Phase 3 Canonical Recovery Flow & UX

  • UI flow: when /auth/client-portal/signin lacks tenant, render a new ClientPortalTenantDiscovery component prompting for email only (ID: tenant-discovery-form).
  • Server action: implement requestTenantLoginLinksAction(email) that:
    • Normalizes email and finds all client users across tenants via the new lookup helper.
    • Sends a branded email (new template under server/src/lib/email/clientPortalTenantRecoveryEmail.ts) listing one or more tenant-specific login links (vanity if active, canonical + slug otherwise).
    • Records audit logs / rate limits to prevent abuse (e.g., store last request in tenant_recovery_requests table or reuse notification logs).
  • Email content: localize strings, ensure links include slug, and include fallback instructions when no tenant is found.
  • Security: return a generic “Check your email” toast regardless of matches to avoid account enumeration; throttle repeated submissions per IP/email.
  • Callback handling: preserve callbackUrl in generated links (store in the email payload, append to the query when present).

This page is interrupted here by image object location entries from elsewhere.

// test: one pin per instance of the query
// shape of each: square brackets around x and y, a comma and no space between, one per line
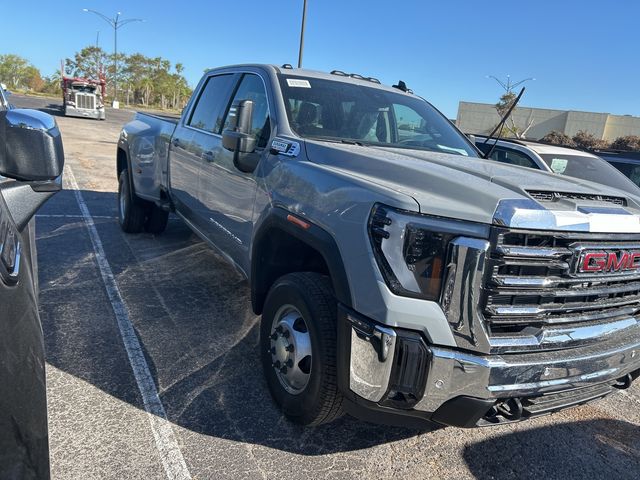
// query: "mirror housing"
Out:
[30,145]
[238,138]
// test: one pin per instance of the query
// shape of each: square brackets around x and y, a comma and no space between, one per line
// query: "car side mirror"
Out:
[30,145]
[238,138]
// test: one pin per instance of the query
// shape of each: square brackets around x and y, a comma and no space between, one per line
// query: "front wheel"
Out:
[298,343]
[131,210]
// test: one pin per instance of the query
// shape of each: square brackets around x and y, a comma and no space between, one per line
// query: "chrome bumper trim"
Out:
[454,373]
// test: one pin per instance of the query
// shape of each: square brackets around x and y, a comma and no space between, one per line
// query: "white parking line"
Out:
[168,448]
[66,215]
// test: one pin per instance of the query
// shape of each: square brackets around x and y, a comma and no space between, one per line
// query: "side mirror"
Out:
[30,145]
[238,138]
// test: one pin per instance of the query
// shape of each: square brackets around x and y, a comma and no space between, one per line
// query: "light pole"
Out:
[508,86]
[304,17]
[116,22]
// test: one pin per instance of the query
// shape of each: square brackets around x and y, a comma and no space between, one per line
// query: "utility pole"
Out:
[116,23]
[304,17]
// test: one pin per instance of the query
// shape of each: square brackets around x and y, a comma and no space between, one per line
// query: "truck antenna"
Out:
[500,125]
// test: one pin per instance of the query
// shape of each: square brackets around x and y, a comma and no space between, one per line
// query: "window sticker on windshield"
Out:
[297,82]
[559,165]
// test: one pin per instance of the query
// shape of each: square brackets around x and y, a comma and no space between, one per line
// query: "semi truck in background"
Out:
[83,97]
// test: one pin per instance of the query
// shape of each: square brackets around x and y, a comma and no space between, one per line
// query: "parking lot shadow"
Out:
[600,448]
[192,315]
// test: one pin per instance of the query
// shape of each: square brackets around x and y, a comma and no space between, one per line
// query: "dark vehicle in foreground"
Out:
[555,159]
[31,162]
[400,277]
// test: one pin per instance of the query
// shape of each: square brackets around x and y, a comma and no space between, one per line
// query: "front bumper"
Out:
[395,372]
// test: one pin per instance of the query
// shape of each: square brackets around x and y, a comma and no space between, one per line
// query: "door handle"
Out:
[209,156]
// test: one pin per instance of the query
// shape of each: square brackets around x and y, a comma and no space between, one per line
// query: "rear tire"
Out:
[131,210]
[303,306]
[156,221]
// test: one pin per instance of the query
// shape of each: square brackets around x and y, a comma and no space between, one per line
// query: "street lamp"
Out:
[304,17]
[508,86]
[116,22]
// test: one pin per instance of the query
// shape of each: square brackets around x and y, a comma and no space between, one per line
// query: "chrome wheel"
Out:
[291,349]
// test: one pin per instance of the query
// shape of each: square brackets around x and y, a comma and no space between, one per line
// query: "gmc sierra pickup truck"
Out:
[400,277]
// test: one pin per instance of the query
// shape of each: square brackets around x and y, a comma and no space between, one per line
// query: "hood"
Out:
[474,189]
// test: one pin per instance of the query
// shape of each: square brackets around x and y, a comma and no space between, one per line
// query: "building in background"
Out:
[481,118]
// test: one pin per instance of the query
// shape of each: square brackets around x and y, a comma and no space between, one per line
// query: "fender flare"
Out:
[124,146]
[315,237]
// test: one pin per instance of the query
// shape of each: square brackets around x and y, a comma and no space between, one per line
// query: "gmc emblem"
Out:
[608,262]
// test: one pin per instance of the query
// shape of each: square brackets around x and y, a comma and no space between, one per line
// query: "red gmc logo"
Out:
[609,262]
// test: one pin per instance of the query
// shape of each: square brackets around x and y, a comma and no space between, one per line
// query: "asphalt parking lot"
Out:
[214,417]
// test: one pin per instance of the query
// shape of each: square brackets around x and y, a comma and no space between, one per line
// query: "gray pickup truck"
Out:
[400,277]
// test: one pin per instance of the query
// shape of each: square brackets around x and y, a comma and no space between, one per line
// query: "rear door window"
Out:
[630,170]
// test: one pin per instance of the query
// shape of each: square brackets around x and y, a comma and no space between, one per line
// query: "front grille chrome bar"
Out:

Phase 4 Telemetry, Docs & Rollout

  • Logging: add structured logs + PostHog events for tenant_slug_missing, tenant_mismatch, recovery email sends, and recovery throttling.
  • Documentation: update docs/client_portal_overview.md and relevant runbooks to describe slug usage, helper APIs, and how to diagnose slug collisions or mismatch reports.
  • Feature flag & rollout: gate slug enforcement behind an env flag (e.g., CLIENT_PORTAL_REQUIRE_TENANT_SLUG) for staged rollout; enable in staging first, monitor, then production.
  • Cleanup: once stable, remove temporary logging noise and finalise TODO comments.

Testing & Rollout

  • Unit: cover slug helper, user lookup, NextAuth authorize callback, middleware redirect logic, URL builder permutations.
  • Integration: expand Playwright suites (client-portal-login-e2e, client-portal-vanity-session, client-portal-redirects) with slugged canonical runs and recovery email flow (mock provider).
  • Email snapshots: add Jest snapshots for invitation/ticket/recovery emails to confirm the correct host + tenant query.
  • Temporal: add activity tests ensuring the helper resolves vanity vs canonical correctly when running in the worker.
  • Monitoring: verify dashboards post-deploy for login failures segmented by error reason; add alert thresholds for sustained tenant_mismatch spikes.

Observability & Support

  • Surface slug + tenant ID in support tooling (e.g., add to server/src/components/contacts/ContactPortalTab.tsx) so agents can copy canonical links quickly.
  • Add Kibana/PostHog dashboards tracking recovery email volume, mismatches, and suspected slug collisions (duplicate computations for the same tenant ID).
  • Update runbooks so support teams know how to validate the computed slug, confirm tenant membership, and invalidate caches when slug discrepancies are reported.

Acceptance Testing

  • Canonical slug flow: use an invite/welcome email, ensure login succeeds, session includes correct tenant/slug, and return paths honour callbackUrl.
  • Canonical recovery: visit /auth/client-portal/signin without slug, submit an email:
    • Single-tenant email delivers one slugged link that logs in successfully.
    • Multi-tenant email yields one link per tenant with appropriate branding.
    • Unknown email still shows the generic confirmation while delivering a “not found” message.
  • Vanity domain: confirm vanity-host login bypasses slug requirement, OTT handoff still works, and discovery form remains hidden.
  • Admin tooling: copy-link action returns vanity URL when configured, otherwise canonical host + slug, and the link logs in correctly.
  • Regression: rerun existing Playwright journeys plus any new tests introduced above.

Open Questions

  • Do we need an ops-facing flow to handle rare slug collisions (e.g., temporarily overriding the slug helper for affected tenants)?
  • Should recovery emails include tenant logos/branding pulled from tenant_settings.settings.branding for better recognition?
  • Can we rely on direct DB reads from Temporal, or do we need a small internal API endpoint to fetch slug + vanity metadata?